Apps not in google play store but play protect recognizes their developer

Question

When the play protect says "it do not recognize the developer" when installing the application it means it has not seen the signature used in the application before in any play store application right?

But I have a question, we all have seen certain apps that are not in the play store but we use them now and then.

For example, we have the Fortnite mobile app, I looked into the web about the reason why it's not in the play store and there I found that they distribute the apk from their website directly because they do not want to pay google play the 30% of the in game purchase ammount that they charge from every application for advertising the application and distribution of the app.

There is also the F-Droid application that lets you download other open-source applications which are not available on the play store.
And many others like AdAway, Lawnchair, Venced Manager etc.

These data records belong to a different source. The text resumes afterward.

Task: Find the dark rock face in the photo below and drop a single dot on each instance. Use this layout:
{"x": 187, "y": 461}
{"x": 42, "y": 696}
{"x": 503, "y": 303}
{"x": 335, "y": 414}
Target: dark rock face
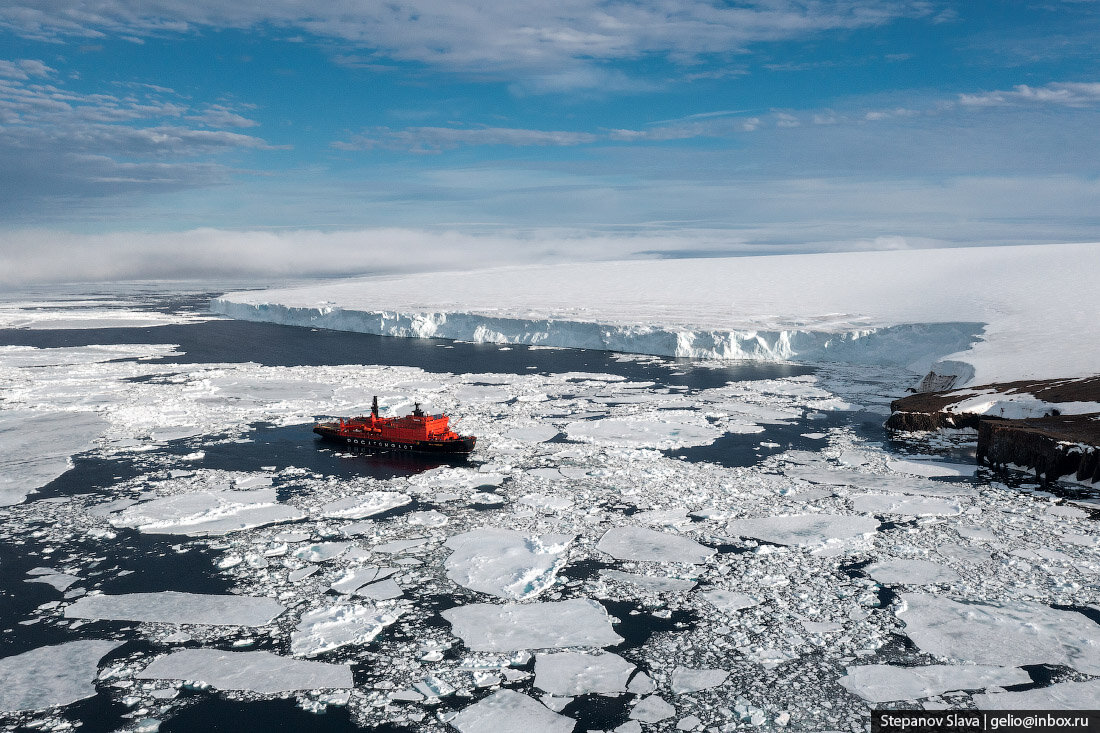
{"x": 1044, "y": 445}
{"x": 1053, "y": 446}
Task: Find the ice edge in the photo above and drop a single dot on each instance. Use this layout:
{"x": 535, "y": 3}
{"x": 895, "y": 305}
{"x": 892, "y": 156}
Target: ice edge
{"x": 915, "y": 346}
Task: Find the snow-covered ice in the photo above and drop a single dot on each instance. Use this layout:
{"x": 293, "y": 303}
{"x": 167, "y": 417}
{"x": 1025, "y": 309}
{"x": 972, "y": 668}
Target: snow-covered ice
{"x": 902, "y": 571}
{"x": 688, "y": 679}
{"x": 770, "y": 571}
{"x": 652, "y": 709}
{"x": 905, "y": 505}
{"x": 804, "y": 528}
{"x": 634, "y": 543}
{"x": 361, "y": 506}
{"x": 52, "y": 676}
{"x": 504, "y": 562}
{"x": 1063, "y": 696}
{"x": 644, "y": 433}
{"x": 490, "y": 627}
{"x": 35, "y": 448}
{"x": 207, "y": 513}
{"x": 330, "y": 627}
{"x": 569, "y": 674}
{"x": 888, "y": 682}
{"x": 815, "y": 307}
{"x": 928, "y": 468}
{"x": 1007, "y": 634}
{"x": 507, "y": 710}
{"x": 254, "y": 671}
{"x": 175, "y": 608}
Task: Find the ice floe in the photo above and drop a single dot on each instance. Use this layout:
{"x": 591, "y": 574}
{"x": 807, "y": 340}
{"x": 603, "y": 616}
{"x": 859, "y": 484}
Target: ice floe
{"x": 330, "y": 627}
{"x": 35, "y": 448}
{"x": 634, "y": 543}
{"x": 575, "y": 622}
{"x": 640, "y": 433}
{"x": 253, "y": 671}
{"x": 354, "y": 579}
{"x": 928, "y": 468}
{"x": 888, "y": 682}
{"x": 175, "y": 608}
{"x": 729, "y": 601}
{"x": 366, "y": 504}
{"x": 1005, "y": 634}
{"x": 901, "y": 571}
{"x": 207, "y": 513}
{"x": 504, "y": 562}
{"x": 905, "y": 505}
{"x": 651, "y": 583}
{"x": 52, "y": 676}
{"x": 507, "y": 710}
{"x": 569, "y": 674}
{"x": 652, "y": 709}
{"x": 1063, "y": 696}
{"x": 688, "y": 679}
{"x": 804, "y": 529}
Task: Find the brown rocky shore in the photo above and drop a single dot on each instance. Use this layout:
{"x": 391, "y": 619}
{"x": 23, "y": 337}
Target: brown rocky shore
{"x": 1052, "y": 444}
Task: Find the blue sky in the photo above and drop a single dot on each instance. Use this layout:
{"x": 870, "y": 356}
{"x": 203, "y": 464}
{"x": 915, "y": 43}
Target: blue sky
{"x": 528, "y": 131}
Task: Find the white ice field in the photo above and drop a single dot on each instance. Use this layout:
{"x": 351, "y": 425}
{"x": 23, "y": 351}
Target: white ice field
{"x": 570, "y": 560}
{"x": 989, "y": 314}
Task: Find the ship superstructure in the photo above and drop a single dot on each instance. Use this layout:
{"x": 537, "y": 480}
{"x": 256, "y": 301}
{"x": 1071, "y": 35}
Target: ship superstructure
{"x": 417, "y": 431}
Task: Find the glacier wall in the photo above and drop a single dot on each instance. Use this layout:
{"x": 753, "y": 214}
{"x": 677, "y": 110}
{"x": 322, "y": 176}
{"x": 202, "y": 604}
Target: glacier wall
{"x": 914, "y": 346}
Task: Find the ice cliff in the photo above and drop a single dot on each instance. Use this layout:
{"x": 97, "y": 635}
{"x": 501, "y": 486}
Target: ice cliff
{"x": 981, "y": 314}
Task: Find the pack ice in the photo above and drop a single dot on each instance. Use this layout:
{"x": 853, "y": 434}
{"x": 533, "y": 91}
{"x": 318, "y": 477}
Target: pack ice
{"x": 488, "y": 627}
{"x": 253, "y": 671}
{"x": 51, "y": 675}
{"x": 176, "y": 608}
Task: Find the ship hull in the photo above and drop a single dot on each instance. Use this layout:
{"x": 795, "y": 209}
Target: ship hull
{"x": 461, "y": 446}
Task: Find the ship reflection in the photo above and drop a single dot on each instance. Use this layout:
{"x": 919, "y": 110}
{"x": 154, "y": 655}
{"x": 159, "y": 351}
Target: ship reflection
{"x": 398, "y": 461}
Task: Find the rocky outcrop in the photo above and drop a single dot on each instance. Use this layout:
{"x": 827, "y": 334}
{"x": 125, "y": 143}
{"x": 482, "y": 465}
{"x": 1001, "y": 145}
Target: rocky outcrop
{"x": 1051, "y": 444}
{"x": 1053, "y": 447}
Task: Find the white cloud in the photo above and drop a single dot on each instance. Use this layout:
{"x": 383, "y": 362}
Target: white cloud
{"x": 556, "y": 44}
{"x": 1066, "y": 94}
{"x": 23, "y": 68}
{"x": 61, "y": 143}
{"x": 433, "y": 139}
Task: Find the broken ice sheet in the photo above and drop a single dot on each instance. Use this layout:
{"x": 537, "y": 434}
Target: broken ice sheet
{"x": 686, "y": 430}
{"x": 729, "y": 601}
{"x": 354, "y": 579}
{"x": 804, "y": 529}
{"x": 1063, "y": 696}
{"x": 651, "y": 583}
{"x": 686, "y": 679}
{"x": 931, "y": 468}
{"x": 207, "y": 513}
{"x": 363, "y": 505}
{"x": 51, "y": 676}
{"x": 57, "y": 580}
{"x": 253, "y": 671}
{"x": 634, "y": 543}
{"x": 905, "y": 505}
{"x": 175, "y": 608}
{"x": 330, "y": 627}
{"x": 569, "y": 674}
{"x": 652, "y": 710}
{"x": 504, "y": 562}
{"x": 1007, "y": 634}
{"x": 899, "y": 571}
{"x": 28, "y": 461}
{"x": 510, "y": 627}
{"x": 888, "y": 682}
{"x": 506, "y": 710}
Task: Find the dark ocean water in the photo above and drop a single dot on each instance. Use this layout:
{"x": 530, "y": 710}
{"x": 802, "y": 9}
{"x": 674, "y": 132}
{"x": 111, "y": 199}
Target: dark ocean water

There are also modded applications of Prime Videos, Netflix, Spotify and completely separate apps like HotFlix, TeaTv etc. similar to them.

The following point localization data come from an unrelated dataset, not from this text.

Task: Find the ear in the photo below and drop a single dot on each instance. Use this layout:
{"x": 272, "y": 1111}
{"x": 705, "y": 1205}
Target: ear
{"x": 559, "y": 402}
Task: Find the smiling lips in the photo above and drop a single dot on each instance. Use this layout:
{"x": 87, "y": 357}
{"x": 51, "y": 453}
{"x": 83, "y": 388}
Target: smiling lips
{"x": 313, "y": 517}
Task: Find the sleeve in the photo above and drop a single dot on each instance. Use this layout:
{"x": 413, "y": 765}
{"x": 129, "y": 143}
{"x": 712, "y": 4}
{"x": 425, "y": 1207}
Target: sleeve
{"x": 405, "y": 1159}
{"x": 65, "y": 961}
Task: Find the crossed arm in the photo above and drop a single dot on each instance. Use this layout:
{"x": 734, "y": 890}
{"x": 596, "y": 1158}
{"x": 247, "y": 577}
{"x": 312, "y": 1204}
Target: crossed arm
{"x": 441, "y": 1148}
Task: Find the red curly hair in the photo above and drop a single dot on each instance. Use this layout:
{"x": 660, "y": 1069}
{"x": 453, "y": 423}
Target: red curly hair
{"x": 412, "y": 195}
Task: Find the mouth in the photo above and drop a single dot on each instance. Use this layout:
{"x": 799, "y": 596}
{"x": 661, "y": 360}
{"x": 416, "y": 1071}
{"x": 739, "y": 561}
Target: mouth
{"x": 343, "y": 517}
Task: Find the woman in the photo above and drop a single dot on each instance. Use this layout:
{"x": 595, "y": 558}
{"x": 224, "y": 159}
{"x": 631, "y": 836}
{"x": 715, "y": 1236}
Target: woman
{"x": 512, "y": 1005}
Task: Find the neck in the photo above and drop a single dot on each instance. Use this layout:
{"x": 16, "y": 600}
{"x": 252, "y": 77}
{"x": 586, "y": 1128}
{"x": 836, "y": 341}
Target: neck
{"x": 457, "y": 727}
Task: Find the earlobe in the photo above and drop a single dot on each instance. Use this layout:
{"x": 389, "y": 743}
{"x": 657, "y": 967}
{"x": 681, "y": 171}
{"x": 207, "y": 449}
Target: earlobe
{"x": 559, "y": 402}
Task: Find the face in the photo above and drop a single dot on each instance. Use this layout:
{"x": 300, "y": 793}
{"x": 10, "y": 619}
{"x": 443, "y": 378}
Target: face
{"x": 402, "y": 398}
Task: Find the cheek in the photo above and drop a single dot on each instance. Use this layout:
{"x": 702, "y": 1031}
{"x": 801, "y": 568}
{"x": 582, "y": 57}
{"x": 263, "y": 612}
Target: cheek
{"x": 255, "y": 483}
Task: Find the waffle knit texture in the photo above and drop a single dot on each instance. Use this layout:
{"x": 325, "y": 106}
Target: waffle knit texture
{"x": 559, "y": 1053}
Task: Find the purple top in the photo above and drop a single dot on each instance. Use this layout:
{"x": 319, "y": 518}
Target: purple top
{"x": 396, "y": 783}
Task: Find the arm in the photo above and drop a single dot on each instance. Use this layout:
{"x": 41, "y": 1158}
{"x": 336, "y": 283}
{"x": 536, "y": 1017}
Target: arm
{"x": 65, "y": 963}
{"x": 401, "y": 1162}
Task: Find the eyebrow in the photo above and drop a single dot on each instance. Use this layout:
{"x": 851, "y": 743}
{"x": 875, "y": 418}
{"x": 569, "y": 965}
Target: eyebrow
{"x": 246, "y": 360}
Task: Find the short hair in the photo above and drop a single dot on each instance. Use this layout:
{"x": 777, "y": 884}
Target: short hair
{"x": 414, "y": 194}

When we install these apps from outside the play store we don't get any error saying "Play protect doesn't recognise this app's developer, apps from unknown developers may be harmful".

So my question is do they use any signature that is for general use which is also known to google play protect like those open-source licenses we see in github while creating a new repo? or do they all have uploaded their apps in the play store and got banned, denied their policies, or something else?

I am asking this question because I could not find a satisfactory answer anywhere and nobody writes about it anywhere, if there are any mod creators reading this then they can help me out too 😉.

Note: Turning the play protect off is not a solution and I don't do that while installing other apps mentioned above so don't reply with that 😊.

Answer 1

When you release a signed .aab file to Google Play then it will be from a signed Google Partner, (I think that is what it is called). If you download an app that has not been cataloged as an Approved Signature with Google Play, then it is considered side loading.

Side loading is basically installing and .aab or .apk file that has not been verified by Google. So when you side load (install app away from Play Store) Google doesn't recognize the signature. So therefore it says this app is from an untrusted source.

So basically it boils down to whether or not Google has reviewed and approved the signature. This just a security measure that Google puts in place so that it categorized the signature as trusted or not trusted.

It's the same with desktop applications. If it doesn't have a certificate then it's from an unknown publisher.

So with Fortnite the reason why it's not on the Google Play store is because of Google Policy violations with Epic Gaming. So since they would not correct the violation of policy they were removed. So now Fortnite has an .apk file that will run on Android but it is no longer an approved signature in the Google Play database.

That's why Fortnite says it's an untrusted or unrecognizable signature. So it boils down to whether a signature has been added to the database.

You can go into developer mode on your phone and turn on the side loading option and you won't get that message.